As for the living and going to school nearer to you....you could make that a decition for the court. Ask them to rule that they go to a school closer to you. Then you will not look like the bad guy who takes away all of the friends. A new start is just the ticket to getting those boys back on track. They could always keep in touch with their friends and maybe even have some of those old friends over for sleep overs or something. My guess is that they will just move on and probably don't have that good of friends anyway.

Tons of prayers and hope sent your way. Good luck.
 
When I was a tween my parents took in a teenage relative who was in a gang, into drugs, solicited himself for money, and was in big trouble with the law. That was the first of many troubled violent youths that they and we have taken in over the years. I am grown now and while I myself dont want to get into that sort of thing, I would if it were this sort of situation.

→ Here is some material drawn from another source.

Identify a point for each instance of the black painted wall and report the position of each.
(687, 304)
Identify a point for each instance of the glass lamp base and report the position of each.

I can say from experience that boys in that situation, living that sort of life, being in trouble and causing trouble- theyre scared shistless. ABSOLUTELY Shistless. Thats why they function on the remedial social level that they do. theyre depraved. They have no hope, no options, and no matter how much they WANT to please and do right, no matter how well they can see the right choice to make, they lack the training to know HOW to DO right, in any kind of consistent worthwhile manner.

Being a man in this world is hard, you spend your life trying to be big enough, strong enough, smart enough, quick enough, savvy enough so that no other man has a chance to notice and call you out on some weakness. Boys like these are thrust into that existence at too young an age, they have to be men, in the animal survival sense, without the ability. They survive on BSing and puffing themselves up. It stunts the development of the other social skills needed to be functional.

Anyway, what you're going to find yourselves doing is part therapy, part guidance, and part rehabilitation. And that is in itself hard work. Not just for you, but for them. You have the foresight to see a way out of their situation for them, but they are just as equally unable to believe or see such a hope. And on top of it all what little security they had in their own family has been abruptly taken away completely.

You'll make it though. Just have the solidity within yourselves and your family structure, and the grace to see even the smallest efforts and change. You're dealing with three grown men who have the emotional and social skills of young children.

Pull through for them, they need it!